Gil and I had him trapped between us on one hand where I had QQ and Gil had JJ, and he kept having to call one or two bets where we capped preflop and postflop. There was a K on the flop, too, which made both of our plays pretty gutsy, but we were pretty sure Newbie wasn't taking it down. He mucked after Gil did when the river came out, but the river was a Q, so he was unlikely to have me beat anyway. That turned out to be almost a $200 pot, which was nice.

I won $263 Friday, but Gil didn't do as well, losing nearly $400. I think for a long time Gil was playing scared, because his big holdings didn't get good flops, or if they did, got beat. After a while he had sort of a shell-shocked look on his face, and stopped raising with his good holdings.

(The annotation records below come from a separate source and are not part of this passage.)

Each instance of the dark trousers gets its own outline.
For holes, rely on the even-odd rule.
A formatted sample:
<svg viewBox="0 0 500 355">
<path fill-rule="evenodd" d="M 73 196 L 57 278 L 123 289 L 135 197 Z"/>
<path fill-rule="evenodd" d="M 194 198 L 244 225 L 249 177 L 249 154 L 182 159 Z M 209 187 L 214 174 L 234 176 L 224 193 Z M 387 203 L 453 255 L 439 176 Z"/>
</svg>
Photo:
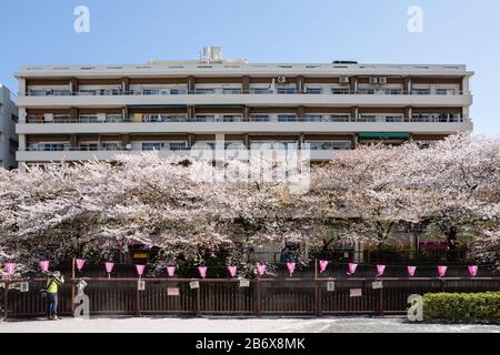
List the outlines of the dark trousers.
<svg viewBox="0 0 500 355">
<path fill-rule="evenodd" d="M 58 294 L 48 293 L 47 294 L 47 316 L 58 315 Z"/>
</svg>

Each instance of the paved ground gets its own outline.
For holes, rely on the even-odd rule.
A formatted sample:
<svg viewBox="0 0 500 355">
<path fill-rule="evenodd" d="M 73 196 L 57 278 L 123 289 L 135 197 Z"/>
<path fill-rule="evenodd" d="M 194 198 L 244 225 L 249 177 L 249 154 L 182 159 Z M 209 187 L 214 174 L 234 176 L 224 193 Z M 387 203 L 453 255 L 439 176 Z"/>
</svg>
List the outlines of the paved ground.
<svg viewBox="0 0 500 355">
<path fill-rule="evenodd" d="M 494 325 L 412 324 L 402 317 L 170 318 L 96 317 L 89 321 L 0 322 L 0 333 L 500 333 Z"/>
</svg>

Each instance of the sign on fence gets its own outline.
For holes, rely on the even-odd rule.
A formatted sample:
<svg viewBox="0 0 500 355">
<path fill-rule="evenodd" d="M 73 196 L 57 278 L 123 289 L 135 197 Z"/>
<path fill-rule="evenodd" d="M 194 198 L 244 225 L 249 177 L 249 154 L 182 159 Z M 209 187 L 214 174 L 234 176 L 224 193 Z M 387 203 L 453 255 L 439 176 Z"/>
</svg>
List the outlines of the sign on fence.
<svg viewBox="0 0 500 355">
<path fill-rule="evenodd" d="M 372 282 L 372 283 L 371 283 L 371 287 L 372 287 L 373 290 L 380 290 L 380 288 L 383 287 L 383 285 L 382 285 L 382 282 L 381 282 L 381 281 L 376 281 L 376 282 Z"/>
<path fill-rule="evenodd" d="M 363 295 L 363 291 L 361 288 L 350 288 L 349 297 L 361 297 Z"/>
<path fill-rule="evenodd" d="M 169 288 L 167 288 L 167 295 L 168 296 L 180 296 L 179 287 L 169 287 Z"/>
<path fill-rule="evenodd" d="M 19 291 L 22 293 L 30 292 L 30 283 L 29 282 L 21 282 L 19 286 Z"/>
</svg>

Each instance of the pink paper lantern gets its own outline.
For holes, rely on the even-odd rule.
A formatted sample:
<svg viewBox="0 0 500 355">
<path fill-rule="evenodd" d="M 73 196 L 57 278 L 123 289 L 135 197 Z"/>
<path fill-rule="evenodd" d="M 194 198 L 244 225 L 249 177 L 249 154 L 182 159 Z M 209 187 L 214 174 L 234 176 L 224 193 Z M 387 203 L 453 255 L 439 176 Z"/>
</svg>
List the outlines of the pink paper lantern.
<svg viewBox="0 0 500 355">
<path fill-rule="evenodd" d="M 447 273 L 447 268 L 448 268 L 448 266 L 442 266 L 442 265 L 438 266 L 439 277 L 444 276 L 444 274 Z"/>
<path fill-rule="evenodd" d="M 229 271 L 229 275 L 231 275 L 231 277 L 236 277 L 238 267 L 237 266 L 228 266 L 228 271 Z"/>
<path fill-rule="evenodd" d="M 77 258 L 77 268 L 78 268 L 78 271 L 81 271 L 83 268 L 84 264 L 86 264 L 86 261 L 83 258 Z"/>
<path fill-rule="evenodd" d="M 144 268 L 146 268 L 146 265 L 136 265 L 136 271 L 137 271 L 137 274 L 139 275 L 139 277 L 141 277 L 142 274 L 144 273 Z"/>
<path fill-rule="evenodd" d="M 293 272 L 296 271 L 296 263 L 287 263 L 288 273 L 290 274 L 290 277 L 293 275 Z"/>
<path fill-rule="evenodd" d="M 353 275 L 356 273 L 357 267 L 358 267 L 358 264 L 349 263 L 348 264 L 348 275 Z"/>
<path fill-rule="evenodd" d="M 377 265 L 377 276 L 378 277 L 382 276 L 384 271 L 386 271 L 386 265 Z"/>
<path fill-rule="evenodd" d="M 474 277 L 478 274 L 478 266 L 469 266 L 470 277 Z"/>
<path fill-rule="evenodd" d="M 201 278 L 206 278 L 207 277 L 207 266 L 198 267 L 198 272 L 200 273 Z"/>
<path fill-rule="evenodd" d="M 257 273 L 262 276 L 266 273 L 267 266 L 264 264 L 257 264 Z"/>
<path fill-rule="evenodd" d="M 167 274 L 169 277 L 173 277 L 173 275 L 176 275 L 176 266 L 167 266 Z"/>
<path fill-rule="evenodd" d="M 40 270 L 44 273 L 49 271 L 49 261 L 40 261 Z"/>
<path fill-rule="evenodd" d="M 14 263 L 6 263 L 4 265 L 6 274 L 7 276 L 12 276 L 16 271 L 16 264 Z"/>
<path fill-rule="evenodd" d="M 114 263 L 108 262 L 104 265 L 106 265 L 106 272 L 108 274 L 111 274 L 111 272 L 113 271 L 113 267 L 114 267 Z"/>
<path fill-rule="evenodd" d="M 324 271 L 327 270 L 328 266 L 328 261 L 326 260 L 320 260 L 320 273 L 324 273 Z"/>
</svg>

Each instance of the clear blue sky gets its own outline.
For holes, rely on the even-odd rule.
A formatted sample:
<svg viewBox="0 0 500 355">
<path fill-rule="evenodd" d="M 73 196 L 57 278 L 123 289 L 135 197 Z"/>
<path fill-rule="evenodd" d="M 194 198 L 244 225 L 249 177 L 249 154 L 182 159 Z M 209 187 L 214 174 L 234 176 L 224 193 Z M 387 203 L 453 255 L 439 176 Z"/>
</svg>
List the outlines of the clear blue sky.
<svg viewBox="0 0 500 355">
<path fill-rule="evenodd" d="M 73 9 L 90 8 L 90 33 Z M 410 6 L 423 32 L 407 30 Z M 251 62 L 452 63 L 476 71 L 476 132 L 500 136 L 498 0 L 0 0 L 0 82 L 23 64 L 194 59 L 204 44 Z"/>
</svg>

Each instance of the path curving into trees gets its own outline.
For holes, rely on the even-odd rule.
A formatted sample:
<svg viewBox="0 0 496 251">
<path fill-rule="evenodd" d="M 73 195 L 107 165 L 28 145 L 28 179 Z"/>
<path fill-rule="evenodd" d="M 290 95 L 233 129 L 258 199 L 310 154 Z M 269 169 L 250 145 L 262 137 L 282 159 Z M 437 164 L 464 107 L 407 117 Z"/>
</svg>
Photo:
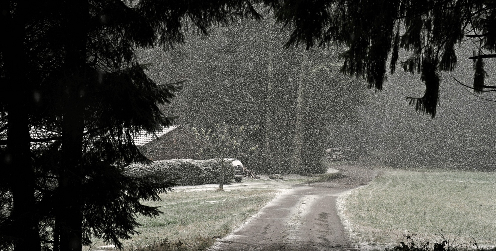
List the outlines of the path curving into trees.
<svg viewBox="0 0 496 251">
<path fill-rule="evenodd" d="M 279 195 L 211 251 L 354 250 L 338 216 L 336 199 L 380 174 L 356 167 L 339 169 L 344 175 L 332 182 L 295 186 Z"/>
</svg>

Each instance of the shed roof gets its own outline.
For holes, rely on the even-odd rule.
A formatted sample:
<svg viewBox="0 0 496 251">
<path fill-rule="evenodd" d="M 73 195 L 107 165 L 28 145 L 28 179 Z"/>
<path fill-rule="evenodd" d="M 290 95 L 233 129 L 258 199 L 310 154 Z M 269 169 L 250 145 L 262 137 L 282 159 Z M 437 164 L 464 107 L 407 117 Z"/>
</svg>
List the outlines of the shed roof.
<svg viewBox="0 0 496 251">
<path fill-rule="evenodd" d="M 181 126 L 179 125 L 171 125 L 169 127 L 162 128 L 162 131 L 157 131 L 155 133 L 148 132 L 144 130 L 141 130 L 133 137 L 134 144 L 137 146 L 146 145 L 180 127 Z"/>
</svg>

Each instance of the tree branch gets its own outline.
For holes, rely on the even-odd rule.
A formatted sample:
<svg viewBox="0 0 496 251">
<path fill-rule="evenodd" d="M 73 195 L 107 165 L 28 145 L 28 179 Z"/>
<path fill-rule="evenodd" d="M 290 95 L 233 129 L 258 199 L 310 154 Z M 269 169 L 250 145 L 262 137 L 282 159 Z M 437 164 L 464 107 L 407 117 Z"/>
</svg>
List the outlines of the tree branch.
<svg viewBox="0 0 496 251">
<path fill-rule="evenodd" d="M 469 91 L 468 90 L 465 89 L 465 90 L 467 91 L 467 92 L 468 92 L 469 93 L 470 93 L 470 94 L 472 94 L 472 95 L 474 95 L 474 96 L 476 96 L 476 97 L 478 97 L 478 98 L 480 98 L 481 99 L 483 99 L 483 100 L 487 100 L 488 101 L 491 101 L 491 102 L 496 102 L 496 100 L 495 100 L 494 99 L 487 99 L 487 98 L 483 98 L 482 97 L 481 97 L 480 96 L 476 95 L 474 94 L 473 93 L 470 92 L 470 91 Z"/>
<path fill-rule="evenodd" d="M 470 89 L 472 89 L 472 90 L 475 90 L 475 88 L 474 88 L 474 87 L 472 87 L 471 86 L 469 86 L 468 85 L 466 85 L 465 84 L 463 84 L 461 82 L 460 82 L 459 81 L 457 80 L 456 78 L 455 78 L 454 77 L 453 78 L 453 79 L 454 79 L 455 81 L 456 81 L 456 82 L 458 82 L 459 84 L 461 84 L 461 85 L 463 85 L 463 86 L 465 86 L 465 87 L 466 87 L 467 88 L 469 88 Z M 496 86 L 489 86 L 489 85 L 483 85 L 483 87 L 484 87 L 484 88 L 488 88 L 488 89 L 496 89 Z M 481 92 L 490 92 L 490 91 L 496 91 L 496 90 L 478 90 L 478 91 L 481 91 Z"/>
<path fill-rule="evenodd" d="M 488 33 L 484 33 L 483 34 L 476 34 L 476 35 L 466 35 L 465 37 L 468 38 L 482 38 L 483 37 L 485 37 L 488 35 Z"/>
<path fill-rule="evenodd" d="M 469 58 L 469 59 L 485 59 L 486 58 L 496 58 L 496 54 L 484 54 L 483 55 L 476 55 L 472 56 Z"/>
</svg>

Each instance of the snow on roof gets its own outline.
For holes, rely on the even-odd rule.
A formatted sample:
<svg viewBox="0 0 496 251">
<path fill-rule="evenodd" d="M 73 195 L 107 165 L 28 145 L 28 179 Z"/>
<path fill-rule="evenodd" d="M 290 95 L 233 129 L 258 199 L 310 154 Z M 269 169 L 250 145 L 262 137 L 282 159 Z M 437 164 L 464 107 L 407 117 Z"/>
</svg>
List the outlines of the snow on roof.
<svg viewBox="0 0 496 251">
<path fill-rule="evenodd" d="M 162 131 L 157 131 L 155 133 L 148 132 L 145 130 L 141 130 L 139 133 L 133 137 L 134 144 L 137 146 L 144 145 L 150 142 L 159 138 L 164 134 L 166 134 L 173 130 L 178 128 L 181 126 L 179 125 L 171 125 L 168 127 L 164 127 L 162 128 Z"/>
</svg>

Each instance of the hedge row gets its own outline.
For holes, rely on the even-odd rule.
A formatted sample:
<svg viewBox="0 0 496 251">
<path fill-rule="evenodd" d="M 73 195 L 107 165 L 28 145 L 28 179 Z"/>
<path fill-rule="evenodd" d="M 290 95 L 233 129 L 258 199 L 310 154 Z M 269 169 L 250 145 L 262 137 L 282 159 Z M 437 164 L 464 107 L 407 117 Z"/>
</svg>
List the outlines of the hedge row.
<svg viewBox="0 0 496 251">
<path fill-rule="evenodd" d="M 234 178 L 234 169 L 226 163 L 224 181 Z M 133 164 L 127 167 L 126 175 L 142 177 L 156 175 L 174 179 L 178 185 L 218 183 L 221 165 L 215 160 L 176 159 L 154 161 L 151 165 Z"/>
</svg>

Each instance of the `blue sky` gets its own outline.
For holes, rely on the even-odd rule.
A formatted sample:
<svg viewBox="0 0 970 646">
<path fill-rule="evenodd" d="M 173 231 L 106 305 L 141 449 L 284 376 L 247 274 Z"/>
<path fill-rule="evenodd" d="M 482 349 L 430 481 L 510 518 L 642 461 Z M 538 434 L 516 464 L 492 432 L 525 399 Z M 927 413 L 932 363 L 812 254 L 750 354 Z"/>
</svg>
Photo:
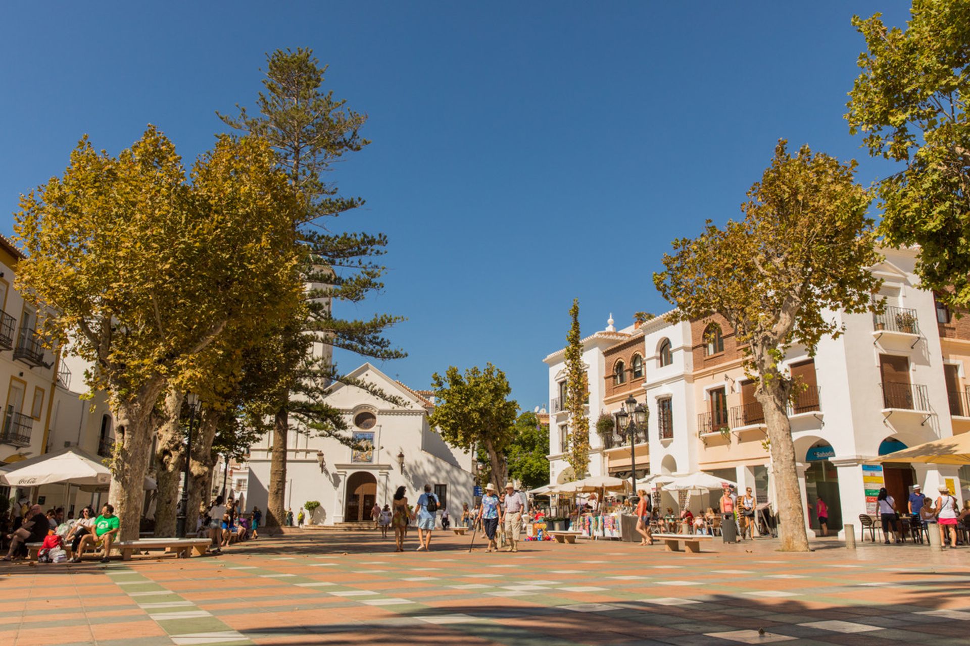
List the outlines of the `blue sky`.
<svg viewBox="0 0 970 646">
<path fill-rule="evenodd" d="M 88 134 L 114 153 L 146 124 L 189 161 L 252 106 L 265 52 L 308 46 L 327 87 L 370 115 L 373 143 L 332 179 L 367 199 L 351 230 L 390 237 L 386 291 L 412 387 L 491 361 L 524 409 L 573 297 L 584 335 L 668 305 L 670 240 L 736 217 L 778 138 L 860 162 L 842 118 L 861 37 L 908 3 L 4 3 L 0 231 L 21 192 L 60 174 Z M 139 6 L 136 6 L 139 5 Z M 595 6 L 598 5 L 598 6 Z M 268 7 L 273 7 L 267 13 Z M 351 370 L 359 359 L 339 355 Z"/>
</svg>

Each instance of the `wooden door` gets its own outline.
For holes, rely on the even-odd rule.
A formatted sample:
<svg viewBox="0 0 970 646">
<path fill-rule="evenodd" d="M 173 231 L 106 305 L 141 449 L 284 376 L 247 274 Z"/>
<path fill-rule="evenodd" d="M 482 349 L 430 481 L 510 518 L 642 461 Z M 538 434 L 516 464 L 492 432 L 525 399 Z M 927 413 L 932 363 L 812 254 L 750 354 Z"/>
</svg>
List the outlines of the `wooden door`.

We left about 8:30 local time, because I hadn't got much sleep the night before and because Gil was in financial pain. We started back, but Gil figured he'd want to play again somewhere on Saturday, so we might as well stay nearby. We grabbed a room at a Super-8 about twenty miles back toward home.

And so we were up bright and early on Saturday to have breakfast and get to the casino at maybe 7 or 8AM local time, far earlier than most locals got there. In fact, when I sat down at the $10/$20 table, all three (!) of the other players had been on the table since the night before. Gil, still feeling the pain, sat down at $3/$6.

I normally like my short-handed play, but I never really accomplished much at the table, fluctuating between $50 down and $150 up for the first couple of hours. Not until the table filled up (when I was already up $100 or $150) did I hit my big hands, and big pots, and so when we left (fairly early again) I was up $510. There's something nice about having the cashier lay out $1000 for you; even if you bought in for $500, that's still a thousand freaking dollars there on the counter.

Also it was nice to have a good day at $10/$20, since there were a number of good players on the table, including one who I gathered was a pro. (Well, shit, so was I, now that I think about it.) There was really only one sucker on the table, and even he would do well at a lower-limit game. My take compares very favorably to the first time I sat $10/$20, at the Mirage in Las Vegas a couple of weeks ago. (See my trip report in my January archives.)

Gil did pretty well, too, going up nearly $200 at $3/$6. He said the table was almost perfect, with a lot of people seeing flops for one bet, and so Gil played a lot of Ax-suited hands for the flush draw ... correctly. He figures he only played ten or twelve hands to showdown the whole time, but won nearly all of them for huge pots. Strangely, he lamented the game because there was no challenge to it. Considering that his biggest customer is late paying him, taking the money sounds to me like a far better idea than playing for the challenge.

Most Amusing Moment ...

... was when I came back from the restroom, past some of the other table games, and noticed a big sign above one which said "TRUMP CRAPS."